Media and Communication Ph.D. Dissertations

Title

A Content Analysis of Editorial Regionalism in the 1960s: Midsize Newspaper Coverage of New York Times v. Sullivan (1960-1964)

Date of Award

2006

Document Type

Dissertation

Degree Name

Doctor of Philosophy (Ph.D.)

Department

Communication Studies

First Advisor

John Makay (Advisor)

Abstract

The journalistic issue addressed in this study is an ethical concern that editors were not providing detailed and unbiased accounts of a matter of public interest, that they were “shaping” the news by selectively omitting news content undesirable to the newspaper itself or its audience. The historical focus is the landmark 1960s precedent that strengthened freedom of the press: New York Times v. Sullivan.
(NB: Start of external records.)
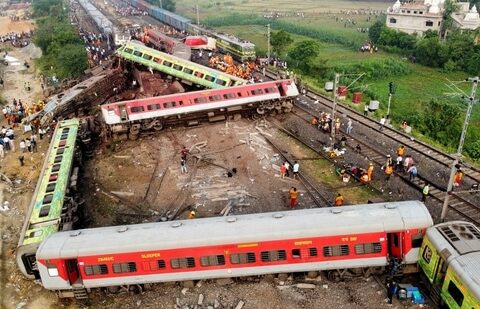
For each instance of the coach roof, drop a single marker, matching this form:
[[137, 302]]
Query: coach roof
[[382, 217]]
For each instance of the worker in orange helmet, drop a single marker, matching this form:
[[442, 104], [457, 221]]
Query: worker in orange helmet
[[339, 200], [370, 171]]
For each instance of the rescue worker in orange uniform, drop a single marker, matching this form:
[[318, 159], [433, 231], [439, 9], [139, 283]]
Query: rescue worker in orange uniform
[[370, 171], [339, 200], [389, 171]]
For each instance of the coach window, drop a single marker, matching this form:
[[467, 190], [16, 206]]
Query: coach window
[[220, 82], [52, 270], [99, 269], [296, 254], [456, 294], [368, 248], [129, 267], [427, 254], [273, 255], [242, 258], [200, 100], [44, 210], [335, 250], [215, 98], [417, 240], [137, 109], [153, 107], [212, 260], [169, 104], [183, 262], [209, 78]]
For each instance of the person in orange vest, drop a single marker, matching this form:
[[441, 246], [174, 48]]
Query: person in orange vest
[[364, 178], [370, 171], [339, 200], [293, 197], [457, 181], [283, 170], [389, 171]]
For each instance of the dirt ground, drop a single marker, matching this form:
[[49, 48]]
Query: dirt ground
[[7, 26]]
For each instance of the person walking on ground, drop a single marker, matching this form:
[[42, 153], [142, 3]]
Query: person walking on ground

The study’s purpose, to determine whether regionalism had any influence in the editorial handling of constitutional rights rulings such as the Sullivan case, was affirmed by correlations to differences in article frequency, placement, headline wording, source type, and use of wire service articles.

The methodological approach relies on critical social theory to assess the content attributes of selected articles from four newsworthy Sullivan events collected from 29 Northern, 25 Southern and six national newspapers. The study reviews the legal aspects of the Sullivan case, while providing an overview of regional theory from political and sociological perspectives. A regional news model is proposed to rationalize the dynamics of the editorial decision-making process in midsize (25,000 to 100,000 circulation) daily newspapers, those that serve the majority of Americans, yet have been underrepresented in journalism studies.

An analysis for regional differences between northern and southern midsize newspaper coverage of Sullivan, as well as between midsize and national newspapers, considers editorial handling as found in article frequency, origin (source) , focus, type, placement, and size. Article size was found to be an insignificant factor between midsize newspapers, while the nationals allotted more space to Sullivan coverage and offered more original editorials. The northern papers published more editorials than the southern, as well. The nationals used external sources such as wire news articles less often than midsizes. Regional differences between northern and southern newspapers in source handling of the same wire news story (s) were discovered, with article frequency and article placement found to be significant factors.